Unique Jaime Ortiz-Patiño golf collection under the hammer at Christie’s
Christie’s London saleroom is the venue for a very unique auction on 30th May. Entitled ‘Origins of Golf: The Jaime Ortiz-Patiño Collection’, it features the lifelong collection of one of the big names in the world of golf.
The celebrated entrepreneur and golf aficionado achieved legendary status in the game when he took over the now famous Valderrama Golf Club in Sotogrande, Southern Spain, and made it a Ryder Cup venue.
Patiño’s perfectionism is the stuff of legends, so it’s perhaps not surprising that under his leadership this beautiful course not far from Marbella became one of the leading golf clubs in Europe, with long waiting lists of keen players from around the world.
His lifelong dedication to golf is furthermore reflected in this authoritative collection of objects that spans golf clubs, balls, books, paintings, images, artwork and many one-off pieces tracing the history of the noble sport through the 20th and 19th centuries and all the way back to its early origins in the 16th century.

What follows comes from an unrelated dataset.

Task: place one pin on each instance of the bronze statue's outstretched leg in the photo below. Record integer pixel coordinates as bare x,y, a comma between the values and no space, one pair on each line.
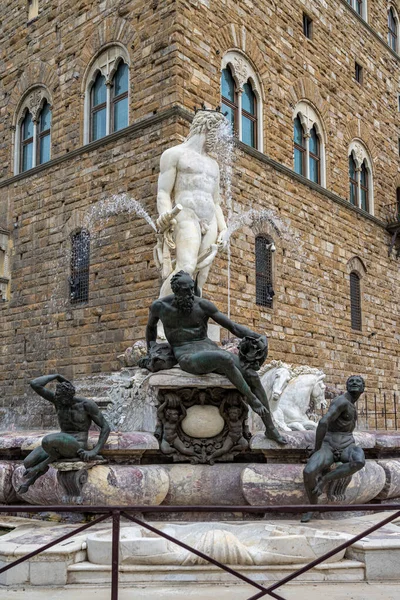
55,446
222,362
353,460
318,462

Though a great many different theories exist as to the true nature of the sport, a game resembling golf is believed to have played by the Indians of North America, while on the frozen canals and lakes of The Netherlands an early mix of golf and ice hockey paved the way for what was to become the modern game of golf.
It was on the lush but rainy and windswept fields of Scotland that the sport would emerge as we know it today. Intricately associated with Britain, and Scotland in particular, the game of golf has since gone on to conquer America, Europe and now the rest of the world. Today it is a truly international sport with a global audience, yet in spite of the fact that it has become a huge business, much of the charm of golf lies in the fact that it still retains the grace of an earlier age.
You would be hard-put to find a more interesting and highbrow ensemble of memorabilia, and Christie’s are expecting serious interest from golf lovers from across the world. Given the provenance of the collection, it is easy to see why.